Deputy Foreign Minister Sergey Ryabkov, who led a sizeable Russian delegation comprising senior officials from all relevant departments, said that US representatives arrived in Geneva with their minds made up, with a position that was both "uncompromising and lacking in specifics."




"We believe that Russia is strictly complying with the INF Treaty, while the United States is exacerbating the situation," Ryabkov told reporters. "After our contact in Geneva, we see a clear intent to demolish the agreement."


Comment: The U.S. approach to diplomacy and negotiations is completely disingenuous. It's the geopolitical equivalent of "When are you going to stop beating your wife?"


The current White House administration says that Moscow's 9М729 rocket violates the terms of the agreement, signed by Mikhail Gorbachev and Ronald Reagan as a key step to ending the Cold War. The treaty bans land-launched nuclear and conventional missiles with a range between 500 and 5,500 kilometers.

Ryabkov said Russian negotiators arrived in Geneva with "a range of measures designed to remove all suspicions" about the 9M729, which Moscow says has a range under the minimum threshold written into the treaty.

In return, Moscow would request more openness from the Pentagon over its target and strike drones, as well the potential of the "defensive" projectiles located in its Eastern European missile shield bases.

"However much the other side attempts to assign violations to us, its breakdown will be wholly Washington's responsibility," he summed up.
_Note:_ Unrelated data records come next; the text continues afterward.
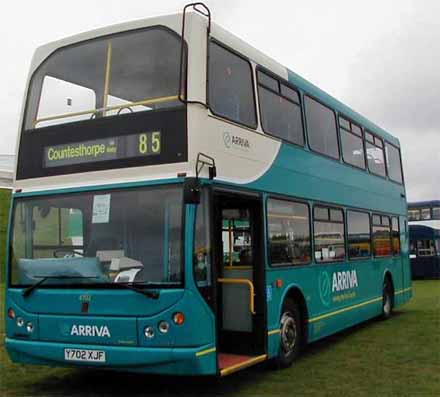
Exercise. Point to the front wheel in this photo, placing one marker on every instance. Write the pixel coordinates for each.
(387, 300)
(291, 334)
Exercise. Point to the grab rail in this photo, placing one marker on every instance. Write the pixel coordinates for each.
(243, 281)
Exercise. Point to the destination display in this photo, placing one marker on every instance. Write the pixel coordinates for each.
(97, 150)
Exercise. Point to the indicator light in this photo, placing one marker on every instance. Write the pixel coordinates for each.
(11, 313)
(149, 332)
(164, 327)
(30, 327)
(178, 318)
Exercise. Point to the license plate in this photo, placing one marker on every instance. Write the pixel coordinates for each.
(93, 356)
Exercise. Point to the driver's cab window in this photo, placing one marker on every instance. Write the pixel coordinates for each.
(57, 231)
(236, 237)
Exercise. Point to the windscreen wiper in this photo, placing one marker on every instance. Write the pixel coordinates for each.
(33, 287)
(131, 286)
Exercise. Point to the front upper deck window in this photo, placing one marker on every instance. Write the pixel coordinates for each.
(122, 73)
(375, 155)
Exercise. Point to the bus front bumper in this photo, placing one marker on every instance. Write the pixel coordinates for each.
(199, 360)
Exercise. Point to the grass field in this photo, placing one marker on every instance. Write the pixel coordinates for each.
(399, 357)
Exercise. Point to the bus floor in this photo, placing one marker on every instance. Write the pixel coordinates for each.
(229, 363)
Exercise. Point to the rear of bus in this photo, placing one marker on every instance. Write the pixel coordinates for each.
(99, 273)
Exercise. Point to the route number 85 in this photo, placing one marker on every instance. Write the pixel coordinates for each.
(155, 143)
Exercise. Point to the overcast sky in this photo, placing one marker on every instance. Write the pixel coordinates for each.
(380, 57)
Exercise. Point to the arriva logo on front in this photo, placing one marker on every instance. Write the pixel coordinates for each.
(344, 280)
(90, 330)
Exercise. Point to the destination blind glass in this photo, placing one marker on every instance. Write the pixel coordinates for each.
(113, 148)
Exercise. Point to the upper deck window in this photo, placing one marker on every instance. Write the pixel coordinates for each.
(414, 215)
(122, 73)
(321, 128)
(231, 92)
(352, 143)
(280, 109)
(394, 163)
(375, 154)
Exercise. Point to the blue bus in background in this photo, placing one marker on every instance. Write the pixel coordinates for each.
(424, 235)
(185, 205)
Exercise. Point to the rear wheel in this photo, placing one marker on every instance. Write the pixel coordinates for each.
(387, 299)
(291, 335)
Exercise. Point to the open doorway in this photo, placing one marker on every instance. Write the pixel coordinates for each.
(239, 262)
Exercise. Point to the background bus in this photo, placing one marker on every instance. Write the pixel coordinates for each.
(424, 234)
(186, 205)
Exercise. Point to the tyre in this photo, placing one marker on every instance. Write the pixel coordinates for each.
(387, 299)
(291, 335)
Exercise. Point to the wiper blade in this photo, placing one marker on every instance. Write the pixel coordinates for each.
(147, 293)
(33, 287)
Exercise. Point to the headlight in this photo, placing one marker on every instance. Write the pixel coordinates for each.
(164, 327)
(30, 327)
(178, 318)
(149, 332)
(11, 313)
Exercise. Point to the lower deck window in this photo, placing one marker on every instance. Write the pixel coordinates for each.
(289, 232)
(329, 234)
(381, 235)
(359, 239)
(395, 235)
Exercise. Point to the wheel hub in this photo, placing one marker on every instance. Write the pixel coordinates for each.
(288, 333)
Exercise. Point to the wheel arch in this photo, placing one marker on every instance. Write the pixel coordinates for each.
(387, 275)
(295, 293)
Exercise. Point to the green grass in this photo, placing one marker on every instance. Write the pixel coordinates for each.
(399, 357)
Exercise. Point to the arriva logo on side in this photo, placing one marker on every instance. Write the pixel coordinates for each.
(90, 330)
(344, 280)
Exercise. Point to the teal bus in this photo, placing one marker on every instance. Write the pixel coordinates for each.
(424, 239)
(185, 205)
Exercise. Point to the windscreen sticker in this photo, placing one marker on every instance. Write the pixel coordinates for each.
(101, 208)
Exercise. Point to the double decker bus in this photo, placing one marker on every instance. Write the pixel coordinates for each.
(424, 236)
(183, 204)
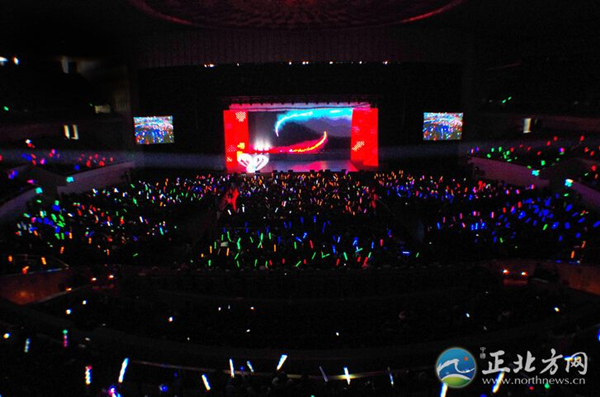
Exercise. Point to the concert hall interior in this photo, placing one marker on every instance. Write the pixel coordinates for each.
(306, 198)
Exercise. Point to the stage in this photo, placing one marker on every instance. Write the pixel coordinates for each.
(307, 166)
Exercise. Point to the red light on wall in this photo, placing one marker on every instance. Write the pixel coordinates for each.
(236, 137)
(364, 138)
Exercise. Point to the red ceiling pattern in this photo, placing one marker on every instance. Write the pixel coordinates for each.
(293, 14)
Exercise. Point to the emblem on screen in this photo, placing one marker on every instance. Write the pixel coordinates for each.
(253, 162)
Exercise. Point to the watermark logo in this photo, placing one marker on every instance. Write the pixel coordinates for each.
(456, 367)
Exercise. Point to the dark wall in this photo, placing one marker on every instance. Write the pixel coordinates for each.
(193, 95)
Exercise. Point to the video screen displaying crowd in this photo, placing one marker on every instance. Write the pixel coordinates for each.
(314, 220)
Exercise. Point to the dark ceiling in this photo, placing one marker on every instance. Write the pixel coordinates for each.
(80, 27)
(293, 14)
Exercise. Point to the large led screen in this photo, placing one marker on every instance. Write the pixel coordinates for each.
(442, 126)
(287, 136)
(153, 130)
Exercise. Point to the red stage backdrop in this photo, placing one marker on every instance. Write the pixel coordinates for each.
(256, 135)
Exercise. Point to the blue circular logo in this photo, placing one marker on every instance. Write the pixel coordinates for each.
(456, 367)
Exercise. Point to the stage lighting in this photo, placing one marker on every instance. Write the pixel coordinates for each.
(123, 369)
(206, 384)
(281, 361)
(347, 375)
(325, 378)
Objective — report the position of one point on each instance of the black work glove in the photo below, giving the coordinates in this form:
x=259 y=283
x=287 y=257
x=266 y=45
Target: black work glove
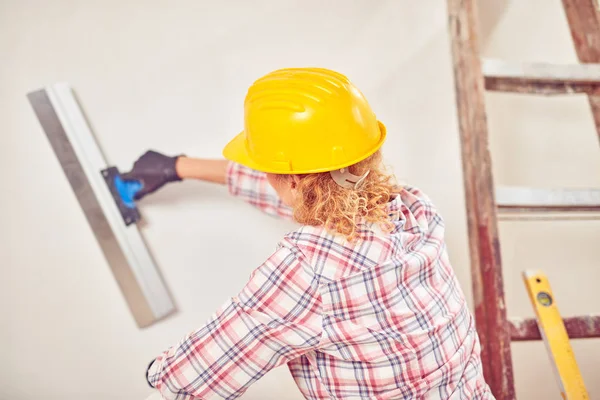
x=153 y=170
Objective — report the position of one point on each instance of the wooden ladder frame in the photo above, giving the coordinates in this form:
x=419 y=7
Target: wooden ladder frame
x=472 y=78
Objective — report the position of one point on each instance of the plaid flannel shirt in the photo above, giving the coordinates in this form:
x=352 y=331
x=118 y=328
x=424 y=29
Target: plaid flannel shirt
x=381 y=318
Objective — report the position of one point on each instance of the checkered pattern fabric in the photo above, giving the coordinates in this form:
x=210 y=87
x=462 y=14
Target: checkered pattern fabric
x=380 y=318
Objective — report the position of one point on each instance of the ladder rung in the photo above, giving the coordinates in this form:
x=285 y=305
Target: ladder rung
x=514 y=198
x=541 y=78
x=583 y=327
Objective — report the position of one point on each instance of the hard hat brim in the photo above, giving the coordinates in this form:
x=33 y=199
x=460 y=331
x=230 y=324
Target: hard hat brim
x=237 y=151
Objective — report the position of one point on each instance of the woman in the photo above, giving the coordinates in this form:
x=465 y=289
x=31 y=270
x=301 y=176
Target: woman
x=360 y=301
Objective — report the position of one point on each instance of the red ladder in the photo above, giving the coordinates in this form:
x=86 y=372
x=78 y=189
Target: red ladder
x=483 y=201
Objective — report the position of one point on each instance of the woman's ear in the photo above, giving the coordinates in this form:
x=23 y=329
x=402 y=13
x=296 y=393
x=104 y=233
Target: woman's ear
x=294 y=180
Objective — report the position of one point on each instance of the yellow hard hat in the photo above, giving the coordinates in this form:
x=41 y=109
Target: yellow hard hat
x=305 y=120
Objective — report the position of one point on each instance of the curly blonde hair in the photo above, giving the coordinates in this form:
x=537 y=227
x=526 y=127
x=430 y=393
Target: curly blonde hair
x=322 y=202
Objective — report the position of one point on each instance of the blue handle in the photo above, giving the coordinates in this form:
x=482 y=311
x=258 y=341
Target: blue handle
x=127 y=190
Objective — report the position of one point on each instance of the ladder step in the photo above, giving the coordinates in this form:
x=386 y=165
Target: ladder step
x=583 y=327
x=524 y=199
x=541 y=78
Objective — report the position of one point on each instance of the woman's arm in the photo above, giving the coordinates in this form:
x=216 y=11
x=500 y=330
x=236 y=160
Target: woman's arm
x=202 y=169
x=154 y=170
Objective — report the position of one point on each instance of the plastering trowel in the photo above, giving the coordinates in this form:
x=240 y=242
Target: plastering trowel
x=106 y=200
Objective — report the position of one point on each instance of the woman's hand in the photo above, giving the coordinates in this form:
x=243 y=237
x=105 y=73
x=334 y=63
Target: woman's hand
x=153 y=170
After decades of mutual accusations, the writing appeared to be on the wall for the INF Treaty in December, when the US issued Moscow with a 60-day ultimatum demanding that it stop violating its conditions - something that it never acknowledged in the first place.

There has been widespread speculation that regardless of compliance issues, the Pentagon feels hamstrung by the terms of the treaty, which does not bind countries whose military capability has risen in the past three decades, particularly China.

Russia says that rather than dropping the INF, which it says could lead to a new spiral of tensions, it is ready to begin talks on expanding the treaty to add China, Iran, North Korea and other states thought to possess short and intermediate range missiles.